NP chunking on the dataset of CoNLL2000 shared task with FlexCRFs (using second-order Markov CRFs)
Raw training data file (section 15-18 of WSJ):	train.txt (gzip)	provided by users
Raw testing data file (section 20 of WSJ):	test.txt (gzip)	provided by users
Training data after performing feature selection:	train.tagged (gzip)	preparing by using "chunkingfeasel" utility
Testing data after performing feature selection:	test.tagged (gzip)	preparing by using "chunkingfeasel" utility
Option file for CRF model:	option.txt	prepared by users
Output CRF model file (containing the model parameters):	model.txt (gzip)	automatically generated after training
Ouput training log file (saving information during training):	trainlog.txt	automatically generated during training
Output of final testing data:	test.tagged.model (gzip)	automatically generated after training
The highest phrase-based result: precision = 94.70%, recall = 94.44%, and F1-score = 94.57%(at iteration 70th)

The results of NP chunking with FlexCRFs (using second-order Markov dependency) on the dataset of the CoNLL2000 shared task are presented in the above table. Please see the manual for how to run the experiment.

All-phrase chunking with PCRFs

Text chunking (also known as phrase chunking, phrase recognition, or shallow parsing) - an intermediate step towards full parsing of natural language - recognizes phrase types (e.g., noun phrase - NP, verb phrase - VP, prepositional phrase - PP, etc.) in input text sentences. We performed chunking task on the dataset of the CoNLL2000 shared task using PCRFs on 90 parallel processors of a Cray XT3 system. The experimental settings and results are given in the following table. Please see the manual document for a complete instruction of how to run the experiment on massively parallel systems.
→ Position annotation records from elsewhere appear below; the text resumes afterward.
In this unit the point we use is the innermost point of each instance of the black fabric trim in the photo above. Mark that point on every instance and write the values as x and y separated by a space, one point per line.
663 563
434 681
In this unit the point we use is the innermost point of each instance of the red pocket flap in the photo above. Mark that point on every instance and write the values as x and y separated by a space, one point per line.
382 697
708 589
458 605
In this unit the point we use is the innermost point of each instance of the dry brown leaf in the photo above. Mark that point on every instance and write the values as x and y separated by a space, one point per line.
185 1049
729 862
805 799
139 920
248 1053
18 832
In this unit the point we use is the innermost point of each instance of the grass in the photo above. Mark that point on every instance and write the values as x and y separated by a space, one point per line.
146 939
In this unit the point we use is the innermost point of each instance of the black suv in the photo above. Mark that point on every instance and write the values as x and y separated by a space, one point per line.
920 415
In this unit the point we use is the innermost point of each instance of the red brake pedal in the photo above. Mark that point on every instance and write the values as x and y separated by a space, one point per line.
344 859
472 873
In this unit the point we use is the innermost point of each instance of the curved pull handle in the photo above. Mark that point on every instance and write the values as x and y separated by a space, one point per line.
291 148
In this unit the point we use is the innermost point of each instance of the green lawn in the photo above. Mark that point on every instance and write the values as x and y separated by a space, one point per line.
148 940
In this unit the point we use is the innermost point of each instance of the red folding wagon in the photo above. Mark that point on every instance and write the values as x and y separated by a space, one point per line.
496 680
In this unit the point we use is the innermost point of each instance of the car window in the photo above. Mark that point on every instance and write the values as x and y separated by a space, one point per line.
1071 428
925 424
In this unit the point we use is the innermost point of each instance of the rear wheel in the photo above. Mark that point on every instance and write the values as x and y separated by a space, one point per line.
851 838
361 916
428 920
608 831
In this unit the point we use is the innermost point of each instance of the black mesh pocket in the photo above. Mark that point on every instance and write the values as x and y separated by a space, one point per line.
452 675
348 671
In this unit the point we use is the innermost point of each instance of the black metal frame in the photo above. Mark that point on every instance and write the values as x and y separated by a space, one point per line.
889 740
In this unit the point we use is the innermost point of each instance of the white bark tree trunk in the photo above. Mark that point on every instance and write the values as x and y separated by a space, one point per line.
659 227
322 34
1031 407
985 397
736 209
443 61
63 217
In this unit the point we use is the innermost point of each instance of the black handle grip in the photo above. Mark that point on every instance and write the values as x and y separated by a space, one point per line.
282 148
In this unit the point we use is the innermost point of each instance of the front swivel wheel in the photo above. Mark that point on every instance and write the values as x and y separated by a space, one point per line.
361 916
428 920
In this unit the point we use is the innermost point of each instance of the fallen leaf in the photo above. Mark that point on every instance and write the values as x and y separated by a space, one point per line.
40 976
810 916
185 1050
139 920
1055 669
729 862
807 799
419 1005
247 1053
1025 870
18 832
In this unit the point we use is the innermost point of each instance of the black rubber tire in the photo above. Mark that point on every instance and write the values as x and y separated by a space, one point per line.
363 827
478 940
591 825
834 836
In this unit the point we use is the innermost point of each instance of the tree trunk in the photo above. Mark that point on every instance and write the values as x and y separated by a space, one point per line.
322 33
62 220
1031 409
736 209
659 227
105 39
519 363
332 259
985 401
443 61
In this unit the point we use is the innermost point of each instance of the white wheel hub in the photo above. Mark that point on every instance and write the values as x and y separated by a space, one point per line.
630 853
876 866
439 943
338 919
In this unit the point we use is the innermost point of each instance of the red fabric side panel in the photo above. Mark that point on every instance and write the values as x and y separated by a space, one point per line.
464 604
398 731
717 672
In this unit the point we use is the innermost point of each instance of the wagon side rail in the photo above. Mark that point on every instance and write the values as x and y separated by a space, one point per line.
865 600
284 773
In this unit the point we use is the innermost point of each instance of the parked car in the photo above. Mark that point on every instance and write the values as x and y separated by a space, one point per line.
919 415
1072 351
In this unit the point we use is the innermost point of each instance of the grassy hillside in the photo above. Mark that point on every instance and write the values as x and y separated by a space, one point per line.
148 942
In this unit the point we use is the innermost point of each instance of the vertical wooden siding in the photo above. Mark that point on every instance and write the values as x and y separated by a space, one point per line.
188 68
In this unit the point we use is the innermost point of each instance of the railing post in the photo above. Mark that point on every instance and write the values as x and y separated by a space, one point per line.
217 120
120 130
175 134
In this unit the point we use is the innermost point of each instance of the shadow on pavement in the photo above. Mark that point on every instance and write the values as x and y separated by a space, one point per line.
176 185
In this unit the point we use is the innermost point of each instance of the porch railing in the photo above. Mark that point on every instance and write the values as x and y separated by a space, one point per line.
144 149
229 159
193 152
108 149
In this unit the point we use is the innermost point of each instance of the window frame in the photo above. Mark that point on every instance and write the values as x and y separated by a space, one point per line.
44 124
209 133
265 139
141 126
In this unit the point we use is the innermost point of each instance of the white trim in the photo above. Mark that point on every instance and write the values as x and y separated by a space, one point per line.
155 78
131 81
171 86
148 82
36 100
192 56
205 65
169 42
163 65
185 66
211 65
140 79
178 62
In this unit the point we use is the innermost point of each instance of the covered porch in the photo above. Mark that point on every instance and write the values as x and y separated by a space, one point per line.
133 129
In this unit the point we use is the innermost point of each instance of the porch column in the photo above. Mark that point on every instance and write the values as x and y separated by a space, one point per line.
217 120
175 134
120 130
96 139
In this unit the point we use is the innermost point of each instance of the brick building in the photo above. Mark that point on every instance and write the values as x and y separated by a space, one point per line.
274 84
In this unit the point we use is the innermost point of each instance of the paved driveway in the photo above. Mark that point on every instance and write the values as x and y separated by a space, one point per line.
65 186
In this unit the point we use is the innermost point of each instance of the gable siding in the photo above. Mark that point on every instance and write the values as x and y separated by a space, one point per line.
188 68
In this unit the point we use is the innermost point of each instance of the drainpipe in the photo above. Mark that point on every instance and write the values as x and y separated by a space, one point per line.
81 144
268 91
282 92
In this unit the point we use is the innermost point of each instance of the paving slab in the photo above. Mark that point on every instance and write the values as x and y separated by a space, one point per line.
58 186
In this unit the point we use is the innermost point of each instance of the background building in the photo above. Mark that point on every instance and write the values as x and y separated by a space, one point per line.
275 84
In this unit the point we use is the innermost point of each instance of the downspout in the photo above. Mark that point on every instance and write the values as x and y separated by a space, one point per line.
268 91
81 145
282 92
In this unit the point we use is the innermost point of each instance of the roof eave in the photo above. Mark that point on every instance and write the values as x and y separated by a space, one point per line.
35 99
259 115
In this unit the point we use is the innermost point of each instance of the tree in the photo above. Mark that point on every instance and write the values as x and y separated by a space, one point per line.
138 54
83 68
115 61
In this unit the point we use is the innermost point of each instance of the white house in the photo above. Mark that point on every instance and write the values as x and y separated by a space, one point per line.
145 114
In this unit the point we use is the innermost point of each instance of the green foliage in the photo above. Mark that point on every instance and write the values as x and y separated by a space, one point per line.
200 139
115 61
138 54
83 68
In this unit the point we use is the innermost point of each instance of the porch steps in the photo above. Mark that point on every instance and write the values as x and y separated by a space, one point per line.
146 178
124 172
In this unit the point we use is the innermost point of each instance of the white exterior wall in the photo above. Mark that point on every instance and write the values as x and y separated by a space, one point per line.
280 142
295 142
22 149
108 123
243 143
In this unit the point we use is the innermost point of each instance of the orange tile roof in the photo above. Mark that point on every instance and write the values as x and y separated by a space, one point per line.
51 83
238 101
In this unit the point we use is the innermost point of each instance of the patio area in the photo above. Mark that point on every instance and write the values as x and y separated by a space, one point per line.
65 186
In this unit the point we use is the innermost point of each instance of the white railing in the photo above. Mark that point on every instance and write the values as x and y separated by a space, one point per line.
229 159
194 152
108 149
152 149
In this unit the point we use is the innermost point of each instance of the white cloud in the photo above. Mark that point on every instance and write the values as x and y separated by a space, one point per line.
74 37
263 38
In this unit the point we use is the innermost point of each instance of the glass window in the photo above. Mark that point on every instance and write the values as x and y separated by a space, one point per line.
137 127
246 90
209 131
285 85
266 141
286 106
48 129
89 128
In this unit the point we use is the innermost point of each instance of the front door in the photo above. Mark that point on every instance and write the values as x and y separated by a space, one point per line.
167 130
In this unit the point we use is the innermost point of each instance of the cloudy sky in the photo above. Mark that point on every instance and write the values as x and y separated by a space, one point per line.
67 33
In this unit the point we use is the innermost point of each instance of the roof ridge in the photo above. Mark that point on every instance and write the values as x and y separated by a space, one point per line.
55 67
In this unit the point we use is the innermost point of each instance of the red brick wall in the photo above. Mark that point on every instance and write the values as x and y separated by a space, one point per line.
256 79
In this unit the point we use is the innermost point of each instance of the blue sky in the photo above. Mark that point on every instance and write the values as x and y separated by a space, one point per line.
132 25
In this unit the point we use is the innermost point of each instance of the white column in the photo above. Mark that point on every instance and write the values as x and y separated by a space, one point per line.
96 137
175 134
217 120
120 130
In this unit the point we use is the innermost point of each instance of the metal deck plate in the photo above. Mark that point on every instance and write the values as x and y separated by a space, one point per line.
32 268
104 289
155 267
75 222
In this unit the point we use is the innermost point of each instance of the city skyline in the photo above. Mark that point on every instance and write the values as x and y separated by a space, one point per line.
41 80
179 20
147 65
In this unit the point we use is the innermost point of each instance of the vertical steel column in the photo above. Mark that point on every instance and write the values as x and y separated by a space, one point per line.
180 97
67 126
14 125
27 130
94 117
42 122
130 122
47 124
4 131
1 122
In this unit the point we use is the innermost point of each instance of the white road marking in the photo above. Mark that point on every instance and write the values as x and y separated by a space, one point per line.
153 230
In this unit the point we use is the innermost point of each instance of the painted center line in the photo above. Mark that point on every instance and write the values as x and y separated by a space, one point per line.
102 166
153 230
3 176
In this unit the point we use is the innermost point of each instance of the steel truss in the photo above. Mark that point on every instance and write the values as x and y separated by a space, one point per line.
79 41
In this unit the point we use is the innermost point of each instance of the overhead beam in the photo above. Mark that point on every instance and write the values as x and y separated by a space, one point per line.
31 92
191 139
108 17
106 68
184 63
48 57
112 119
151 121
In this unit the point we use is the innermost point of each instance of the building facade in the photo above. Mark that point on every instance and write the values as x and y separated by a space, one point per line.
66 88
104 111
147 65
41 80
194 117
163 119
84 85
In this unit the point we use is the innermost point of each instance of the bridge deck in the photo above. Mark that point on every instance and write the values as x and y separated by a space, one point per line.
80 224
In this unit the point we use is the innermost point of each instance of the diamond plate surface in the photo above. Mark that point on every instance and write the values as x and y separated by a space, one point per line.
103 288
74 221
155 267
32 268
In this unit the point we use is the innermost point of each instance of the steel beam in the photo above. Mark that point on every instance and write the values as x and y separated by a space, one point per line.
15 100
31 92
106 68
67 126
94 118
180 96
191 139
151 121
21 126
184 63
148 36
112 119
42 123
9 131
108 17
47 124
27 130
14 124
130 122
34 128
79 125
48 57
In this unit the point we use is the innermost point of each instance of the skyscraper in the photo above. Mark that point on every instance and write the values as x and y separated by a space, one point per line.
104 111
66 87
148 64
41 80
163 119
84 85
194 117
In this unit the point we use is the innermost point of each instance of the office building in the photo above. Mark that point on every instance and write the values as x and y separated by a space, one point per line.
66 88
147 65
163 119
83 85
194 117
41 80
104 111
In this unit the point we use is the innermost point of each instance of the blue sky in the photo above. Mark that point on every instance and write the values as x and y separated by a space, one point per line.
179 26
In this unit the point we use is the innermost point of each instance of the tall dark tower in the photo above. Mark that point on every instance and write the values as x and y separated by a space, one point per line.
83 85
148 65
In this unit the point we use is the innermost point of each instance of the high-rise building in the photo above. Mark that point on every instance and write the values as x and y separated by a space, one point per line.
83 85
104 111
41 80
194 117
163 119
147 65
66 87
All-phrase chunking on the dataset of CoNLL2000 shared task with PCRFs (using second-order Markov CRFs)
Raw training data file (section 15-18 of WSJ):	train.txt (gzip)	provided by users
Raw testing data file (section 20 of WSJ):	test.txt (gzip)	provided by users
Training data after performing feature selection:	train.tagged (gzip)	preparing by using "chunkingfeasel" utility
Testing data after performing feature selection:	test.tagged (gzip)	preparing by using "chunkingfeasel" utility
Option file for CRF model:	option.txt	prepared by users
Output CRF model file (containing the model parameters):	model.txt (gzip)	automatically generated after training
Ouput training log file (saving information during training):	trainlog.txt	automatically generated during training
Output of final testing data:	test.tagged.model (gzip)	automatically generated after training
The highest phrase-based result: precision = 94.11%, recall = 93.98%, and F1-score = 94.05% (at iteration 63th)

Noun phrase chuking on a larger dataset (CoNLL2000-L)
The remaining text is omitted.